I was awe-struck as this group of women called a Panchayat (decentralized village governance) meeting and Droupdi eloquently explained what was needed to be done in the village for progress. They had an activity sheet backed by a colourful village map. The astonished Panchayat officials passed the resolution approving the INRM plan.

“Humne chaar kadam aapki aur badhaya , aap do kadam hamari taraf bhi badhayein”, she says.
(We have taken 4 steps towards you; now please take 2 steps towards us)

Droupdi is standing tall today, oozing with confidence as she explains the map to officials from the district and state rural development agencies. I sit in a corner. The rest of the SHG women chip in and support her presentation. The officials seem impressed. It makes a good story for everyone: state support for a decentralized village plan made by indigenous tribal women.

As Droupdi completes her presentation, I find myself clapping- clapping with pride, clapping for her and the women of Guhannala and a little for myself too, as a co-traveller in their journey.

I know poverty is complicated and for a few steps forward, there are a few forced steps backward. But I am happy. Just like Droupdi, I also feel like I am flapping my wings and finally learning to fly.

PS: Work has commenced at a neck-break speed in the village.
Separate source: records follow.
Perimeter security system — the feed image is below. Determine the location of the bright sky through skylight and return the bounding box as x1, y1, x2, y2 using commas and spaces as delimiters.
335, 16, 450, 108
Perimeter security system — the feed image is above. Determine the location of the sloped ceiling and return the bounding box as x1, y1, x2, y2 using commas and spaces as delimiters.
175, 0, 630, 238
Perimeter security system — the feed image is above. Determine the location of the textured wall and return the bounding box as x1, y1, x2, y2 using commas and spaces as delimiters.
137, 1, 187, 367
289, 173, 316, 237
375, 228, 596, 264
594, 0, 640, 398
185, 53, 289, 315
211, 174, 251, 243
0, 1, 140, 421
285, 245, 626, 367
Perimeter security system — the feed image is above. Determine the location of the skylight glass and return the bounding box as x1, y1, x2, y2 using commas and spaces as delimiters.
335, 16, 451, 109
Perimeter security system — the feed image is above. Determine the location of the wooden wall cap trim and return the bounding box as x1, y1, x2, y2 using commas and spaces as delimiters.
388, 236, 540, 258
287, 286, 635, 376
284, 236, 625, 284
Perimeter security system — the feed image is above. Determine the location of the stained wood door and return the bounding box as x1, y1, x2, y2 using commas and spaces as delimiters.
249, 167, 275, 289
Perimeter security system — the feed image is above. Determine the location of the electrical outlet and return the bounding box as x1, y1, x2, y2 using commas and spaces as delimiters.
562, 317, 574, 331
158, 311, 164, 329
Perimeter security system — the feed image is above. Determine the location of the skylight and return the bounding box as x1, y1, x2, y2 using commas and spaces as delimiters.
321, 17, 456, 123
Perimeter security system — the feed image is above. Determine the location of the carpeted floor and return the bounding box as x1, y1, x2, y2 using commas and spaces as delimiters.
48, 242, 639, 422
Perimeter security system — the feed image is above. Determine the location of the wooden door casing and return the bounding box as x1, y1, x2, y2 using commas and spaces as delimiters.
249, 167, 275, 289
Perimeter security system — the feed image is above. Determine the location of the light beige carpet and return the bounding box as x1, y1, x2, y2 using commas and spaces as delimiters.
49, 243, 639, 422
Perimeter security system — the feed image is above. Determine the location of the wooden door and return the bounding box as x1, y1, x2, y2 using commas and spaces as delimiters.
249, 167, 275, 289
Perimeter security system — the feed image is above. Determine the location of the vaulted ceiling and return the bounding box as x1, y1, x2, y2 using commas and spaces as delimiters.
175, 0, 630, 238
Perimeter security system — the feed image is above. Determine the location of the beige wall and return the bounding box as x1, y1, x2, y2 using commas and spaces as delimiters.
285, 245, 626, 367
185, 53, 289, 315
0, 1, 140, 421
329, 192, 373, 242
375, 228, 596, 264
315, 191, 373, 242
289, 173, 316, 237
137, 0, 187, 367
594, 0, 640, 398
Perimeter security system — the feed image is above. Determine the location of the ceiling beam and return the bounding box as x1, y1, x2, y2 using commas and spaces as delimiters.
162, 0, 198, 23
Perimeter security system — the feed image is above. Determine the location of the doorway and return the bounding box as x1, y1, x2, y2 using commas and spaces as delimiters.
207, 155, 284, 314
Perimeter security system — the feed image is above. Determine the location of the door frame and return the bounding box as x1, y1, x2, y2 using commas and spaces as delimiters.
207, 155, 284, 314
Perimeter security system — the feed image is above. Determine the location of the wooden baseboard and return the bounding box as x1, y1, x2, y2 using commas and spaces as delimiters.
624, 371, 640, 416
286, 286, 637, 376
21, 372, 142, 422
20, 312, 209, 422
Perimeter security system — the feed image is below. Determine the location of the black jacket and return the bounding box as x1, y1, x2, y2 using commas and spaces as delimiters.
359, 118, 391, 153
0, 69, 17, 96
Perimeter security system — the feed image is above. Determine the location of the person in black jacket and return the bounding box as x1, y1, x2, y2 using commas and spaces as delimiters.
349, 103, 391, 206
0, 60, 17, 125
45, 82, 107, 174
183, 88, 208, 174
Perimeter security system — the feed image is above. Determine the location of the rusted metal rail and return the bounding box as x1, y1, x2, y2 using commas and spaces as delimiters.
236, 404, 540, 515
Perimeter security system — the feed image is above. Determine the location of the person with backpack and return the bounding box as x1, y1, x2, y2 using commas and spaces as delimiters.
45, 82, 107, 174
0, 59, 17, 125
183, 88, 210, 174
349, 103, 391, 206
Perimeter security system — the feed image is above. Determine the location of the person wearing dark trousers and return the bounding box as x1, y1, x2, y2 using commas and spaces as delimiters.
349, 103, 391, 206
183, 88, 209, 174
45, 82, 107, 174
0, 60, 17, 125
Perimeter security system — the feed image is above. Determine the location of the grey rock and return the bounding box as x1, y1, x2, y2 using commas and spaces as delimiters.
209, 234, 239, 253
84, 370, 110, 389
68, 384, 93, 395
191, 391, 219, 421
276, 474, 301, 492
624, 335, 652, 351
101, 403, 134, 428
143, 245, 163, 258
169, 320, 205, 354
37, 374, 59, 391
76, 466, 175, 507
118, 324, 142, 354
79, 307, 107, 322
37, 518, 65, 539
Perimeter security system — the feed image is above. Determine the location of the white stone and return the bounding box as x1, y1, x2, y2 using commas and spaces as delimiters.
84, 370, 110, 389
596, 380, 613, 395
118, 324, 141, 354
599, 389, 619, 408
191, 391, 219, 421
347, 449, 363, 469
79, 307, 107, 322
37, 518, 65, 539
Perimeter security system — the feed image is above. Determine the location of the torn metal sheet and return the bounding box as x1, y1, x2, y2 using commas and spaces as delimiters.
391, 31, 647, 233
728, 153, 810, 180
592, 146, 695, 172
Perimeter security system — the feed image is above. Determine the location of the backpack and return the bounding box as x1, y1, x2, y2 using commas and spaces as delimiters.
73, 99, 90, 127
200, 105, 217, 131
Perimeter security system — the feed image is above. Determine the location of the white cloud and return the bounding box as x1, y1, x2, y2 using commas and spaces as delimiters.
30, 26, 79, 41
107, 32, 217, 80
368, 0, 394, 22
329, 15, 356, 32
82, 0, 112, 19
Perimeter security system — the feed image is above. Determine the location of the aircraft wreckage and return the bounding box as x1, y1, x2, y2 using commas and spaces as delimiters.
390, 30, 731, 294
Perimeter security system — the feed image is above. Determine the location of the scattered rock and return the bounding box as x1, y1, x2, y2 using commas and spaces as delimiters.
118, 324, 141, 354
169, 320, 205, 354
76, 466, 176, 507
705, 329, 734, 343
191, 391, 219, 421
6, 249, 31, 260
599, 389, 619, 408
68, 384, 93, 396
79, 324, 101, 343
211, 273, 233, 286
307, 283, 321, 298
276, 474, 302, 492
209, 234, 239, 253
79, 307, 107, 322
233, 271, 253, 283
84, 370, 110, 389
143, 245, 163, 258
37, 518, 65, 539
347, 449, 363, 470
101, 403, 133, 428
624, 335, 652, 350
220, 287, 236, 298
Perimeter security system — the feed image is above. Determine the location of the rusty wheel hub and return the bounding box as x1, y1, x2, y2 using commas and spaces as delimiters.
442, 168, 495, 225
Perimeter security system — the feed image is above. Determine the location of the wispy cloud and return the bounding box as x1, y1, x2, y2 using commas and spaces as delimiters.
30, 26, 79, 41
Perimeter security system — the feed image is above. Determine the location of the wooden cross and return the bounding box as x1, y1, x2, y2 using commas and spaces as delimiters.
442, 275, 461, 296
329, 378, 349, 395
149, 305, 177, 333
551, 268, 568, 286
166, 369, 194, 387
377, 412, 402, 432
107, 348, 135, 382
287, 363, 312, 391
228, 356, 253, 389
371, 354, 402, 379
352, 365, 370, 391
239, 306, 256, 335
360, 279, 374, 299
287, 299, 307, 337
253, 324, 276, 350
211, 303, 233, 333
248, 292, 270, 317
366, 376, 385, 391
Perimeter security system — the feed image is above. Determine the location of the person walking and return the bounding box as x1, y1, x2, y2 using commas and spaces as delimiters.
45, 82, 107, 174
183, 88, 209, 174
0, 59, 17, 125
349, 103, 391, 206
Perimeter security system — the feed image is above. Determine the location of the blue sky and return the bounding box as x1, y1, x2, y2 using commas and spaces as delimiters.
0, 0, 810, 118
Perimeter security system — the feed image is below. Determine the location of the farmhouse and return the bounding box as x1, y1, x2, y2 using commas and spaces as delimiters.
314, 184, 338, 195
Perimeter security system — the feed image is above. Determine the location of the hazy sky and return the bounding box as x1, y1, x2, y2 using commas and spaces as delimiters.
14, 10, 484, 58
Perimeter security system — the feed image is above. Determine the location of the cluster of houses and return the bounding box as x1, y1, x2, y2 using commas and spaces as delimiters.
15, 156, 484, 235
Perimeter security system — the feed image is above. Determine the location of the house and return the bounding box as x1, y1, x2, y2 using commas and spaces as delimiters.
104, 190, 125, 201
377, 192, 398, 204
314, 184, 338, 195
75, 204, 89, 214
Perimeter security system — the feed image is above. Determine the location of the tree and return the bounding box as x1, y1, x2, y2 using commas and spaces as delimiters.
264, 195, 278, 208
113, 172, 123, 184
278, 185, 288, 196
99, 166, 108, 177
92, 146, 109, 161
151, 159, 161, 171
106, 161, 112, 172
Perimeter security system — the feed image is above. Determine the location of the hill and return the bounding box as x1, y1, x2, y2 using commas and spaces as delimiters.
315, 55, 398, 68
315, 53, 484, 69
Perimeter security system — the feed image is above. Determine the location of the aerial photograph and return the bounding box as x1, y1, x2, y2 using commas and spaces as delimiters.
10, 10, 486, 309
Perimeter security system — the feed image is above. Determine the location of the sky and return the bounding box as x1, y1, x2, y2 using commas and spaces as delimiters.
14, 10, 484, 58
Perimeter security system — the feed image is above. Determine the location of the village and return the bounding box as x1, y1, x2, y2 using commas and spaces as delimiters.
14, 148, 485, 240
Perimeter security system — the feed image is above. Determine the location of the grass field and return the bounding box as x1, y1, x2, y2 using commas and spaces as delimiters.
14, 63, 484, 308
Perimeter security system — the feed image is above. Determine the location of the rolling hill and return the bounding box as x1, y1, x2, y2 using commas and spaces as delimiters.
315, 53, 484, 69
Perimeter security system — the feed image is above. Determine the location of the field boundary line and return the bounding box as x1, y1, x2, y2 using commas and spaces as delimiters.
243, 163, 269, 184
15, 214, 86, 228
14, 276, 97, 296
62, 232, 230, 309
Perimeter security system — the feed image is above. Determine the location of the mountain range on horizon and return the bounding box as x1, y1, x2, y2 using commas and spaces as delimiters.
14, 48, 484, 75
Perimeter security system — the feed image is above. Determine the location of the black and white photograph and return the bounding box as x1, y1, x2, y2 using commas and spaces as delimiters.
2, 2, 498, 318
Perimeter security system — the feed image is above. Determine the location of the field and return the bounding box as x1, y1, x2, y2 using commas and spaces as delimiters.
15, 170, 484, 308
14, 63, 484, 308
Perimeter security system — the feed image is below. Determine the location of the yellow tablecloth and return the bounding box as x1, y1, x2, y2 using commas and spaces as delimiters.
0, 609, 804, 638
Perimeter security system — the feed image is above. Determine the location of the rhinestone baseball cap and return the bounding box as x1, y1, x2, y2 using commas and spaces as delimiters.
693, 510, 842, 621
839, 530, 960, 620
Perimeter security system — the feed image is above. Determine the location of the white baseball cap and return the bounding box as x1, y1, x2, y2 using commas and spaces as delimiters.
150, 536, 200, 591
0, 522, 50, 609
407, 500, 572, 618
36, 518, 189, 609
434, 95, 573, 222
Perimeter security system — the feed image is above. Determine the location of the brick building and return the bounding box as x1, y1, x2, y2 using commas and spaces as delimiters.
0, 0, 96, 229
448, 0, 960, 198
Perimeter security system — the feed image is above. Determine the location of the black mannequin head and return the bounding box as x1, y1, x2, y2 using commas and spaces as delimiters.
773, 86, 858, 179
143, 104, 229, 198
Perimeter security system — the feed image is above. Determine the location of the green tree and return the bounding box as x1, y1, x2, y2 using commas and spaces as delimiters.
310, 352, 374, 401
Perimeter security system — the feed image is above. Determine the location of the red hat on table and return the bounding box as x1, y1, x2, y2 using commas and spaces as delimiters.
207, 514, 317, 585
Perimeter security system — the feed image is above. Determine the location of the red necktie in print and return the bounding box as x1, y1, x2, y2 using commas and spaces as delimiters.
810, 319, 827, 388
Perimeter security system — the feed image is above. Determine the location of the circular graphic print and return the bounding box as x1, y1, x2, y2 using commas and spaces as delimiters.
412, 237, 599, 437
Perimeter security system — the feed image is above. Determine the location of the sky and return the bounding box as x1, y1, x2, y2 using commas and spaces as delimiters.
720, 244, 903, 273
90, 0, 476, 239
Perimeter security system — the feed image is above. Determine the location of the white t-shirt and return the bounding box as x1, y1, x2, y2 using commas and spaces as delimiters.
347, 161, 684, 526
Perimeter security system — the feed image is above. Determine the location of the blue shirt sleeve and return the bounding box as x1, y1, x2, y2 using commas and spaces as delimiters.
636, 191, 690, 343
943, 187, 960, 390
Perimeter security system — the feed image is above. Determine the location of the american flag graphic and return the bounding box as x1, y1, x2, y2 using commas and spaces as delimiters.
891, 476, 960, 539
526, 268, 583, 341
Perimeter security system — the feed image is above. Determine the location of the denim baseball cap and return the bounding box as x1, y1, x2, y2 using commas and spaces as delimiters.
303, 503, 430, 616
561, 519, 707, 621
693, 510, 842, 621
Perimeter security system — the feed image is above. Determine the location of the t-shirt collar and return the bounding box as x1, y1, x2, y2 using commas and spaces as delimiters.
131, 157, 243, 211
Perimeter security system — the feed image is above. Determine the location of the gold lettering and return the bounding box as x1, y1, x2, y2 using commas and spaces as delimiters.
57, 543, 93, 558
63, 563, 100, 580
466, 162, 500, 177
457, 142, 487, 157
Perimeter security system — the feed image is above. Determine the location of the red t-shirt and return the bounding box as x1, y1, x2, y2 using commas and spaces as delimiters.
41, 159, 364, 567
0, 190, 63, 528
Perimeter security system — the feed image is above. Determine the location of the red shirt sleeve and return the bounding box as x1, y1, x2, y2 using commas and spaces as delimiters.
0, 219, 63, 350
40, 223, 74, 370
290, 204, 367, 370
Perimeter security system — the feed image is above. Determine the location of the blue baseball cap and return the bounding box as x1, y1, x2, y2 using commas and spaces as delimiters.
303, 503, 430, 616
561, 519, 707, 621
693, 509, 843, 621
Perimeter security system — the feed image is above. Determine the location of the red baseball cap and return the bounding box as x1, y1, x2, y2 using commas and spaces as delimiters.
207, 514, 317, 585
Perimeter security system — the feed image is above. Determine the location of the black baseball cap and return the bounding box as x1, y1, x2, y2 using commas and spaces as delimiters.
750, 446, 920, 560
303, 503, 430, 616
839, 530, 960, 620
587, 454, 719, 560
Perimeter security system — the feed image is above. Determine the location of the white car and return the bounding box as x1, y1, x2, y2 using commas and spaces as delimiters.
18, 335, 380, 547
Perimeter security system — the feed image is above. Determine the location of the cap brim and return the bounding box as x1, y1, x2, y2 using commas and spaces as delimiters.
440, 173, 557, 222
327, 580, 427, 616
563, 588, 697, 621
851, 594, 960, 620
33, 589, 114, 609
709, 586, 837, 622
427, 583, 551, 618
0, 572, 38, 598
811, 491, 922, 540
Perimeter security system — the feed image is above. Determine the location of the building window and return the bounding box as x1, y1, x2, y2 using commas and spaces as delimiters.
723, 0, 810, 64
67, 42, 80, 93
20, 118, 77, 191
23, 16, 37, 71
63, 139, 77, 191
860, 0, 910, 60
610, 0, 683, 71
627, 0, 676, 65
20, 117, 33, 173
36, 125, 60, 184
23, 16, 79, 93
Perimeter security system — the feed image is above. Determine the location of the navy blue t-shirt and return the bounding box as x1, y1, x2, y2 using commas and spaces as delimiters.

More than 60 acres of land has been developed for cultivation. Seventy acres of land has assured irrigation from the newly constructed farm ponds. Paddy production has doubled. Importantly, this intervention has been replicated in eight surrounding villages under MGNREGS (flagship rural development program of the Government of India).

She had wings but did not fly; for she was too scared where she might land. Little did she know that her flight would change her fate and the fate of this remote village in the Nagri block of Chhattisgarh.